COLUMBUS, Ohio (WCMH) – Gov. Mike DeWine, joined Monday morning by Lt. Gov. Jon Husted, confirmed he has signed a bill that allows teachers and education staff to carry guns with training slimmed down from peace officer requirements.
The governor’s meeting started at 10 a.m. – on the same day permitless carry goes into effect for the state – at the Ohio Department of Public Safety. DeWine said at 10:12 a.m. that he signed House Bill 99 before elaborating on the details of the legislation. He previously asked the Ohio General Assembly to pass House Bill 99, and then said he looked forward “to signing this important legislation,” when lawmakers passed it. The bill would allow teachers and other education staff the option, determined by their local school board, to carry guns after a minimum of 24 hours of training.
The training as stipulated in the bill breaks down as follows:
- 18 hours of general training
- Two hours of handgun training
- Two hours of “additional” general training
- Two hours of “additional” handgun training
Alongside allowing teachers to carry firearms, he also added that the legislation would expand the Ohio School Safety Center.

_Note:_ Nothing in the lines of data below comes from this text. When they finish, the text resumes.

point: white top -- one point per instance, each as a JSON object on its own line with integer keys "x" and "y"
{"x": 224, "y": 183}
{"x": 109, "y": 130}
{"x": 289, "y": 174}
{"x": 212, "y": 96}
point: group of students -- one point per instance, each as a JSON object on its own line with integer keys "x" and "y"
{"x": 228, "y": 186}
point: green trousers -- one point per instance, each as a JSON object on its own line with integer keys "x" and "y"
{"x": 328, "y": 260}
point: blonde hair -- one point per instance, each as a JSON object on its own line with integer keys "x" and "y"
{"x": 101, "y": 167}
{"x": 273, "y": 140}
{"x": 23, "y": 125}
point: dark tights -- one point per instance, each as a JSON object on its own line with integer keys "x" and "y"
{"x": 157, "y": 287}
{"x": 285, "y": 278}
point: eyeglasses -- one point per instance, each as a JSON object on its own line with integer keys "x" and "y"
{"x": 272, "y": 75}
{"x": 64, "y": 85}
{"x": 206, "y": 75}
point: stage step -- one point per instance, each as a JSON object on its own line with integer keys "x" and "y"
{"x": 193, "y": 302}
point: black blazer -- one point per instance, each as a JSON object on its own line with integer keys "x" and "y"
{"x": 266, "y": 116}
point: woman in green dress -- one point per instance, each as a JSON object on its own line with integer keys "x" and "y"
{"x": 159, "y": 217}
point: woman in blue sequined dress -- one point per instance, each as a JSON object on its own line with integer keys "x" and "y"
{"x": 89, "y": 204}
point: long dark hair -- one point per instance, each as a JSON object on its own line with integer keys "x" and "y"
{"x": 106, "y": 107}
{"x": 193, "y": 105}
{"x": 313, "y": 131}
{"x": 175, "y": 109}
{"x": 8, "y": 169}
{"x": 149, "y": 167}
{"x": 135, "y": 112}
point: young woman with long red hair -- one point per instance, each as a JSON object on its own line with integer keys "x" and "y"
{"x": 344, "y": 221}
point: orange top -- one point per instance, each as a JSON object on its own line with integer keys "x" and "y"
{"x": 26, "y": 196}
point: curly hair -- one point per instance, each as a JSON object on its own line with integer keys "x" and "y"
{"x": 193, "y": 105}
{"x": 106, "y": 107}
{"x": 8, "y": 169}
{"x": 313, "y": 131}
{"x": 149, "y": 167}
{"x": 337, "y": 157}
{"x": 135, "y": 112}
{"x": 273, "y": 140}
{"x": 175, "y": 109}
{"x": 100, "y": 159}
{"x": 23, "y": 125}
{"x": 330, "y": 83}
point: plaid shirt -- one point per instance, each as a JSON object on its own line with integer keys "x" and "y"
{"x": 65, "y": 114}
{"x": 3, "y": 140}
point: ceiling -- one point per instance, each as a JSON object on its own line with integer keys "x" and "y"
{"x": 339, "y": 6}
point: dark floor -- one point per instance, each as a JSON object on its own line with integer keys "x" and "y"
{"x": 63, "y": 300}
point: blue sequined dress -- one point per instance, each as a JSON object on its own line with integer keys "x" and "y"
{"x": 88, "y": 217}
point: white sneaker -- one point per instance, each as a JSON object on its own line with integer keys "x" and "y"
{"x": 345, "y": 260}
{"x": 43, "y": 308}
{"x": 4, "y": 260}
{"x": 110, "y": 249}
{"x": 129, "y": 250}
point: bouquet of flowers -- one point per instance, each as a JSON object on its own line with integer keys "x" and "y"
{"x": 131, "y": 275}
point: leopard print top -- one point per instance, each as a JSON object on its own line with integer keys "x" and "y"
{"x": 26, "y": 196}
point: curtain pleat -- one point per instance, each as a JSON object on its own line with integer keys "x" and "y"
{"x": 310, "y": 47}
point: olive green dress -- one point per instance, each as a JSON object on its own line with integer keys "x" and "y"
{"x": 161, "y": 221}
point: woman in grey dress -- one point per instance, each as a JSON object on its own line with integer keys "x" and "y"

While not part of the bill, DeWine said he also directed the school safety center to expand its staffing to increase the number of liaison officers assisting schools.
DeWine began the meeting by focusing on other school safety measures aside from the legislation letting teachers carry firearms. He touted the Ohio School Safety Center that his administration created, which he said scans social media for threats against schools, and also established a statewide school alert line.
HB 99 was drafted prior to the May 24 shooting at a Texas elementary school that left 19 children and two teachers dead. However, DeWine brought it up as one of the multiple pieces of legislation he was pushing for in response. The measures, while less focused on restricting firearms in the state, had a better chance of passing in the conservative-controlled legislature, according to the governor.
“Look, my job is to get as much done as I can that will actually get done,” DeWine said. “I can get up and give speeches every day about certain things, but if there’s no chance they’re going to happen, I’m wasting everybody’s time.”
DeWine previously signed other legislation related to firearms, such as a “Stand Your Ground” self-defense law that took effect on April 6, 2021. That law allows Ohioans to use force in self-defense without trying to leave the situation.